World BTC provides no (accurate) information on its website about who owns or runs the business.

World BTC claims it is headed up by “Justin Shopen”, however the photo used to represent Shopen is actually Joe Semaan.

On LinkedIn Semaan cites himself as a “sales coach & leadership mentor”. As far as I can tell he doesn’t have anything to do with World BTC.

Considering this, there’s a good chance the rest of the information provided on World BTC’s website is bogus too (the Nevada address for example).

World BTC’s website domain (“worldbtc.pro”) was privately registered on September 10th, 2019.

As always, if an MLM company is not openly upfront about who is running or owns it, think long and hard about joining and/or handing over any money.

World BTC’s Products

World BTC has no retailable products or services, with affiliates only able to market World BTC itself.
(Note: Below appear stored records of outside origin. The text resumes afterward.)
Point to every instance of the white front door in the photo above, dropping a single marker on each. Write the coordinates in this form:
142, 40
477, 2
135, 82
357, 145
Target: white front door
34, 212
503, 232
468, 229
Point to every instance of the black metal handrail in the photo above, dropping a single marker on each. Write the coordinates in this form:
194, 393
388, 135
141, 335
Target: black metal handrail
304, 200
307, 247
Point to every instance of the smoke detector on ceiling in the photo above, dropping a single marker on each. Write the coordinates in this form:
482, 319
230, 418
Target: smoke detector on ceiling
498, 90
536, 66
World BTC’s Compensation Plan

World BTC affiliates invest $100 or more worth of bitcoin, on the promise of an advertised 5% to 10% weekly ROI.

Investment terms are capped at 24 months, during which a 1040% minimum ROI is promised.

Referral commissions on invested funds are paid out down two levels of recruitment (unilevel):

  • 3% on level 1 (personally recruited affiliates)
  • 1% on level 2

Joining World BTC

World BTC affiliate membership is free.

Full participation in the attached income opportunity however requires a minimum $100 investment in bitcoin.

Conclusion

World BTC claims to generate external revenue through the activity of “expert traders”.

No evidence of this is provided, nor any other source of external revenue generation.

This leaves new investment as the sole source of revenue entering World BTC.

Using new investment to pay affiliates weekly returns makes World BTC a Ponzi scheme.

As with all MLM Ponzi schemes, once affiliate recruitment dies down so too will new investment.

This will starve World BTC of ROI revenue, eventually prompting a collapse.

The math behind Ponzi schemes guarantees that when they collapse, the majority of participants lose money.